1Department of Experimental Medicine, Sapienza University of Rome; [email protected]; 2Department of Experimental Medicine, Sapienza University of Rome; 3Department of Cardiovascular and Respiratory Diseases; 4Department of Translational and Precision Medicine, Sapienza University of Rome; 5Department of Radiological Sciences, Oncology and Pathology, Sapienza University of Rome; 6Unit of Endocrinology and Diabetes, Department of Medicine, University Campus Bio-Medico di Roma; 7Medical Statistics and Information Technology, AFaR, Fatebenefratelli Hospital
Background: Cyclic GMP-phosphodiesterase type 5(PDE5) inhibition was shown to counteract maladaptive cardiac changes triggered by diabetes in some, but not all studies.
Objective: To assess sex differences in cardiac remodeling after PDE5 inhibition in patients with diabetic cardiomyopathy.
Methods: 20-week, double-blind, randomized, placebo-controlled trial (NCT01803828). 220 men and women (45-80 years) with long-duration (>3 years) and well-controlled T2DM (HbA1c<86 mmol/mol) were screened. 122 were selected according to echocardiographic signs of cardiac remodeling: interventricular septum ≥11 mm in men, ≥10 mm in women, or diastolic dysfunction (E/A<1 or E/e>10 at PW and tissue Doppler).
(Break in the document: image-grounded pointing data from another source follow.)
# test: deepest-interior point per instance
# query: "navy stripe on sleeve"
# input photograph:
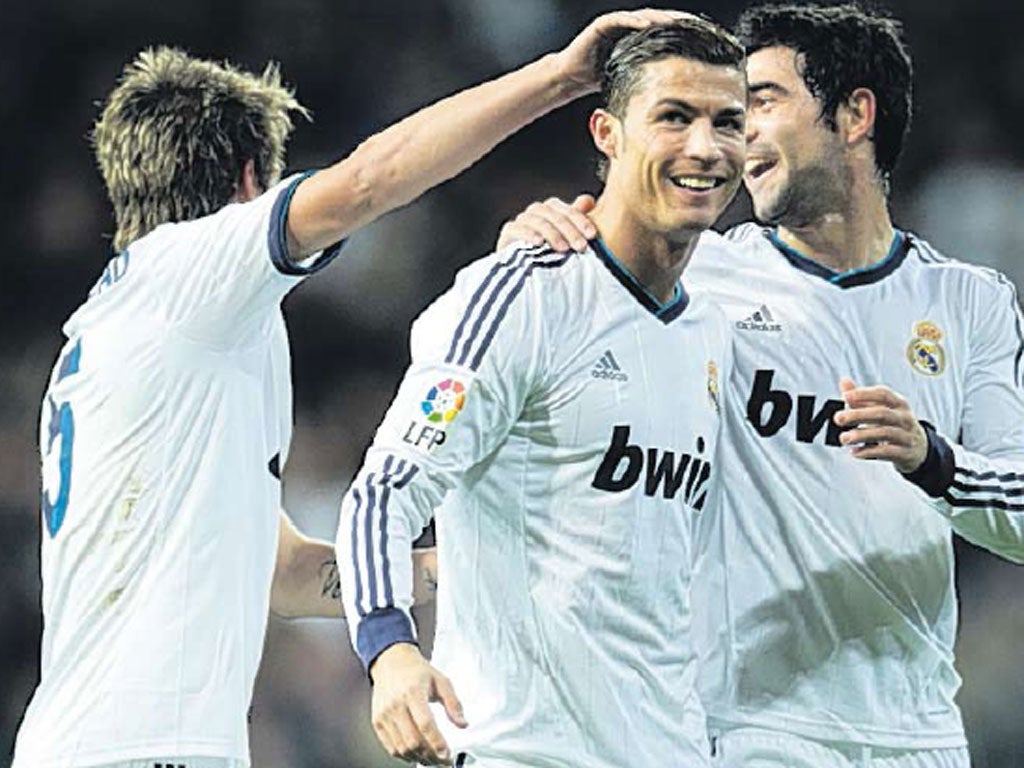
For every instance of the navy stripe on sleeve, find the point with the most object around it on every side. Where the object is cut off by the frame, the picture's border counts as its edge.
(506, 280)
(501, 267)
(371, 568)
(488, 337)
(278, 237)
(371, 520)
(381, 630)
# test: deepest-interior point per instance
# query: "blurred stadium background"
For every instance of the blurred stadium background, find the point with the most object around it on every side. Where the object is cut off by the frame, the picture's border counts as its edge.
(359, 66)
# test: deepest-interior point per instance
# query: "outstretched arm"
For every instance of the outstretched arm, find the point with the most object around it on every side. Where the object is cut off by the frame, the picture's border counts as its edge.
(305, 577)
(396, 166)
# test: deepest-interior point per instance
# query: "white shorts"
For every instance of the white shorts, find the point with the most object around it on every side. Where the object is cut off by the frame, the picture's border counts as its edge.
(757, 748)
(178, 763)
Patients were randomly assigned(1:1) to placebo(n=61) or oral tadalafil (n=61) 20 mg once daily. Primary outcome: sex-difference in cardiac torsion change, from baseline to 20 weeks. Secondary outcomes: changes in cardiovascular, metabolic, immune and renal function.
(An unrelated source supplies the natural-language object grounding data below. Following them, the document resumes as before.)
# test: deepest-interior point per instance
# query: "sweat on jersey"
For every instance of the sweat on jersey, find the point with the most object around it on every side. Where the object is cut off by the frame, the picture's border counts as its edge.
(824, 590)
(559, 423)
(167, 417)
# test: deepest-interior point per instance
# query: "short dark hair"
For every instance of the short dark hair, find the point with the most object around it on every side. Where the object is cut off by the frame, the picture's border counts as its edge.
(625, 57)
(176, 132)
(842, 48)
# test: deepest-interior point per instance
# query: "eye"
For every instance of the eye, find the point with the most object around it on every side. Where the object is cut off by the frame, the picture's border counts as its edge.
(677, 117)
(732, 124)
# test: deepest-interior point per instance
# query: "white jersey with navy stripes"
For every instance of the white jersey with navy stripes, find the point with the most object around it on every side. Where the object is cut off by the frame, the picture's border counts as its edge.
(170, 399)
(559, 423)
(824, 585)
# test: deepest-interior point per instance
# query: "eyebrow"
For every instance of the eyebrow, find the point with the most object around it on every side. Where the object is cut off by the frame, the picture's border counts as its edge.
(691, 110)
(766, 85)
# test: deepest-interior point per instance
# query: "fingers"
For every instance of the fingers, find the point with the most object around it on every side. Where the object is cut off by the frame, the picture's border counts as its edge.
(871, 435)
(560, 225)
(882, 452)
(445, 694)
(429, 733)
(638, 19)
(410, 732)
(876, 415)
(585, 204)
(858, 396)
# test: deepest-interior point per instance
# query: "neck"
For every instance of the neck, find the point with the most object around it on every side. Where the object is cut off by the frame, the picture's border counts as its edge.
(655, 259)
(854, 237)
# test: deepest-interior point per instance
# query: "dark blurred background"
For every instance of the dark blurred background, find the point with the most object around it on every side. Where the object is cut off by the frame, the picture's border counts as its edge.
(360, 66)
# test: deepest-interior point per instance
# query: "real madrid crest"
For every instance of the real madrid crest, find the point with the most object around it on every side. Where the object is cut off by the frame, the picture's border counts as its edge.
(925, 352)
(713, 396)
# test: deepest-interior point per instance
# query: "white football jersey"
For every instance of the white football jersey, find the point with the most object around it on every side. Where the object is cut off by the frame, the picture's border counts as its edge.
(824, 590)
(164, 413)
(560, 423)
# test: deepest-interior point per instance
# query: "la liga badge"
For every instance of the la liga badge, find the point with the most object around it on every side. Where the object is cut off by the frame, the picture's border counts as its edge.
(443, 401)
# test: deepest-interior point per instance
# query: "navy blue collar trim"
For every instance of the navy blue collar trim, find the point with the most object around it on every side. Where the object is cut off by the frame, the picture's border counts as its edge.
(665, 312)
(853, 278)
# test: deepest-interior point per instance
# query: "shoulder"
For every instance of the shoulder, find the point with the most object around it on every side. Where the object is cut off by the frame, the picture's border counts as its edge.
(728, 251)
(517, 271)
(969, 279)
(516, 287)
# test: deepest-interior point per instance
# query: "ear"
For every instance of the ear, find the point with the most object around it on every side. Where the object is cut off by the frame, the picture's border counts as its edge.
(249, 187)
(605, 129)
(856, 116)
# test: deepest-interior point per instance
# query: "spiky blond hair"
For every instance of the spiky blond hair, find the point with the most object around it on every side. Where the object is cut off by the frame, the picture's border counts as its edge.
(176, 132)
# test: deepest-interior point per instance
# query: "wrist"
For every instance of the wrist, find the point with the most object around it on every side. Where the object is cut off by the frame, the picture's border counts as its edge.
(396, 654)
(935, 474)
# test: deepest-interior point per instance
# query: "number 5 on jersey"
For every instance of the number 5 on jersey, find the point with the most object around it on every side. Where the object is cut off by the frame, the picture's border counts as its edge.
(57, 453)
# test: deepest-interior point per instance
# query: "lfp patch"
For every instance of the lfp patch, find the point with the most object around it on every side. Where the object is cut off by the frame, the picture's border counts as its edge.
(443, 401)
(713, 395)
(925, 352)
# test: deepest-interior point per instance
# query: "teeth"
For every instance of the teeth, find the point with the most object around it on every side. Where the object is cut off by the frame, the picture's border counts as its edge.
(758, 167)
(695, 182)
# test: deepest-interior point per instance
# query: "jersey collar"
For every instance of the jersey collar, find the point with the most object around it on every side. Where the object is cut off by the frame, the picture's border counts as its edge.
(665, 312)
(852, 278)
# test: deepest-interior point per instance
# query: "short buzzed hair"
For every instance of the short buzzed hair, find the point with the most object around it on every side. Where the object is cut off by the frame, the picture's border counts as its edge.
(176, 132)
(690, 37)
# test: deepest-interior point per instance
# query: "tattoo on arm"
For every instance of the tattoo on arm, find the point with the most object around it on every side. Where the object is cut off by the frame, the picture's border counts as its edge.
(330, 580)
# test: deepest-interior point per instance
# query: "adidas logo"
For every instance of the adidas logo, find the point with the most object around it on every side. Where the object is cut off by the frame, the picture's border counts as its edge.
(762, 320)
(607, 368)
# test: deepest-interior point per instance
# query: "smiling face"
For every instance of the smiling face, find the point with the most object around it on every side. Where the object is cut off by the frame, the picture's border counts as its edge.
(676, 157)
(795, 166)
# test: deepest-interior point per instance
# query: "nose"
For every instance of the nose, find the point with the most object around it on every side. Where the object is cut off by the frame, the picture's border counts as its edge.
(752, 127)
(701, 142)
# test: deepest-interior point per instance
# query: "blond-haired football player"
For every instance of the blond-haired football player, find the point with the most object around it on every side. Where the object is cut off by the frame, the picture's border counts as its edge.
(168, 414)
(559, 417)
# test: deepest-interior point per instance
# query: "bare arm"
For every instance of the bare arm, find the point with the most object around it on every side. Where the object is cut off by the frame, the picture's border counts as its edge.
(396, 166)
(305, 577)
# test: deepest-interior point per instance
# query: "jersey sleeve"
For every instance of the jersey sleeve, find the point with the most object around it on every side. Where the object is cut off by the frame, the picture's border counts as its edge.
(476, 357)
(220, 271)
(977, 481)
Results: At 20 weeks, the treatment-by-sex interaction documented an improvement in cardiac torsion(-3.40°,-5.96;-0.84,=0.011) and fiber shortening(-1.19%,-2.24;-0.14, P=0.027), in men but not women. Hsa-miR-199-5p, biomarker of cardiovascular remodeling, improved accordingly(-3.53copies/μLx105,-6.39;-0.67, P=0.02). In men and women, tadalafil improved albuminuria(-237.58 mg/24h,-466.12;-9.04, P=0.04), renal arterys resistive index(-3.96%,-7.60;-0.32, P=0.03) and circulating Klotho(39.22 pg/ml,18.31;60.13, P<.001), biomarker linked to cardio-renal health. Immune cell profiling revealed low-grade chronic inflammation improvement: classic CD14++CD16- monocytes(159 cells/μl,245;72, P<0.001), Tie2-expressing monocytes(19 cells/μL, 12;25, P<0.001).
Conclusions: Continuous PDE5 inhibition could represent a new treatment strategy to target cardiac and renal complications of T2DM, with a different sex- and tissue-specific response. Klotho and hsa-miR-199-5p appear as novel players for cardio-renal T2DM complications.